School of Computer and Information Engineering, Jiangxi Normal University, Nanchang, 330022, China.
School of Life Science, Jiangxi Normal University, Nanchang, 330022, China.
BMC Genomics. 2024 Nov 18;25(1):1097. doi: 10.1186/s12864-024-11006-6.
Quantifying the features of mitochondrial genome structural variation is crucial for understanding its contribution to complexity. Accurate quantification and interpretation of organizational diversity can help uncover biological evolutionary laws and patterns. The current qMGR approach accumulates the changes in two adjacent genes to calculate the rearrangement frequency RF of each single gene and the rearrangement score RS for specific taxa in the mitogenomes of a given taxonomic group. However, it may introduce bias, as it assigns scores to adjacent genes rather than to rearranged genes. To overcome this limitation, we propose a novel statistical method called qGO to quantify the diversity of gene organization. The qGO method, which is based on the homology of gene order, provides a more accurate representation of genome organizational diversity by partitioning gene strings and individually assigning weights to genes spanning different regions.

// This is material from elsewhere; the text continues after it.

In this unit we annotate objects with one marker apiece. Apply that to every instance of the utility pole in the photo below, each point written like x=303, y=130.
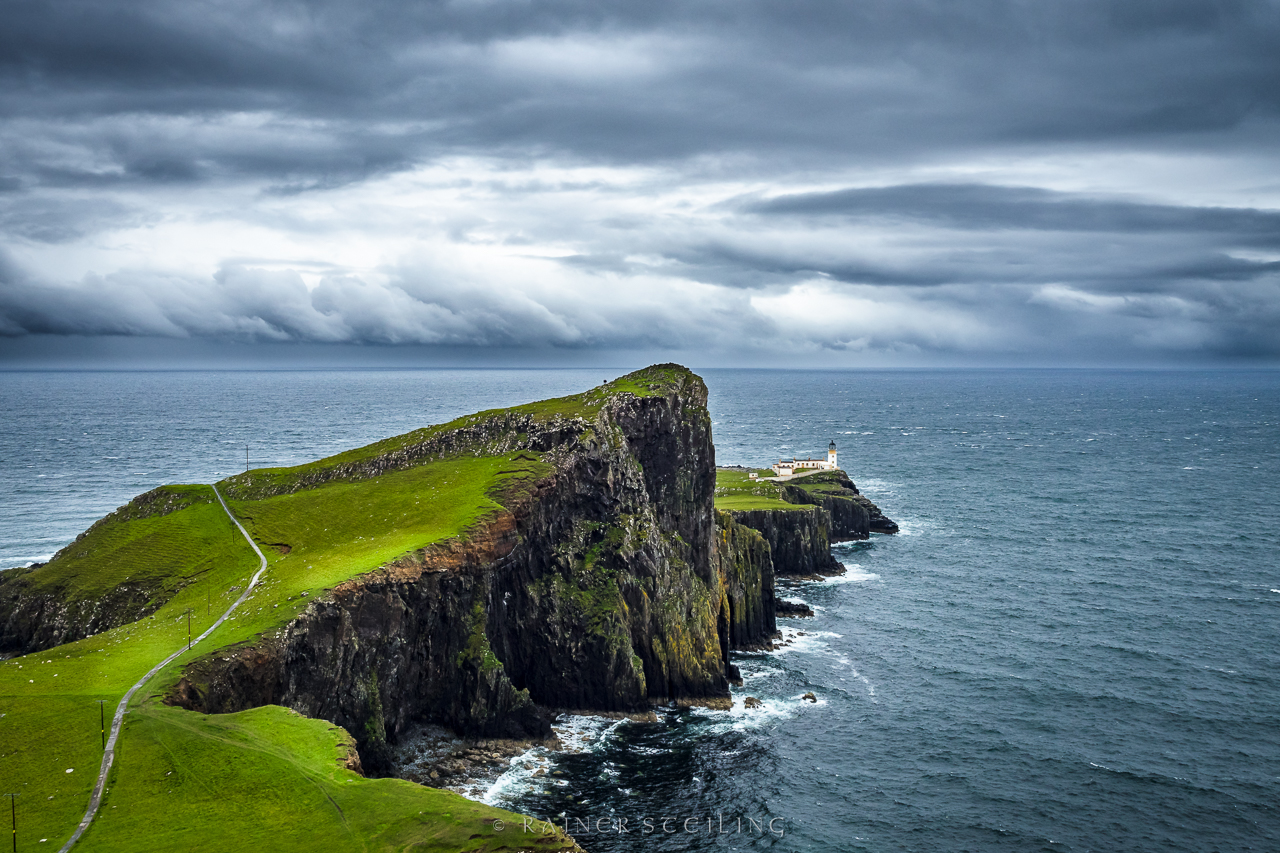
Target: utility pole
x=13, y=815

Additionally, a comprehensive approach is employed for distance computation, generating an extensive matrix of rearrangement distances. Through experiments on more than 5500 vertebrate mitochondrial genomes, we demonstrated that the qGO method outperforms existing methods in terms of accuracy and interpretability. This method improves the comparability of genomes and allows a more accurate comparison of the diversity of mitochondrial genome organization across taxa. These findings have significant implications for unraveling genome evolution, exploring genome function, and investigating the process of molecular evolution.
量化线粒体基因组结构变异的特征对于理解其对复杂性的贡献至关重要。准确地量化和解释组织多样性可以帮助揭示生物进化的规律和模式。当前的 qMGR 方法通过累积两个相邻基因的变化来计算每个单基因的重排频率 RF 和特定分类群线粒体基因组中特定分类群的重排得分 RS。然而,它可能会引入偏差,因为它会给相邻基因分配分数,而不是给重排基因分配分数。为了克服这一限制,我们提出了一种新的统计方法 qGO,用于量化基因组织的多样性。qGO 方法基于基因顺序的同源性,通过分割基因字符串并为跨越不同区域的基因单独分配权重,提供了对基因组组织多样性的更准确表示。此外,还采用了一种全面的方法进行距离计算,生成了广泛的重排距离矩阵。通过对超过 5500 个脊椎动物线粒体基因组的实验,我们证明 qGO 方法在准确性和可解释性方面优于现有方法。该方法提高了基因组的可比性,并允许更准确地比较不同分类群线粒体基因组组织的多样性。这些发现对于揭示基因组进化、探索基因组功能以及研究分子进化过程具有重要意义。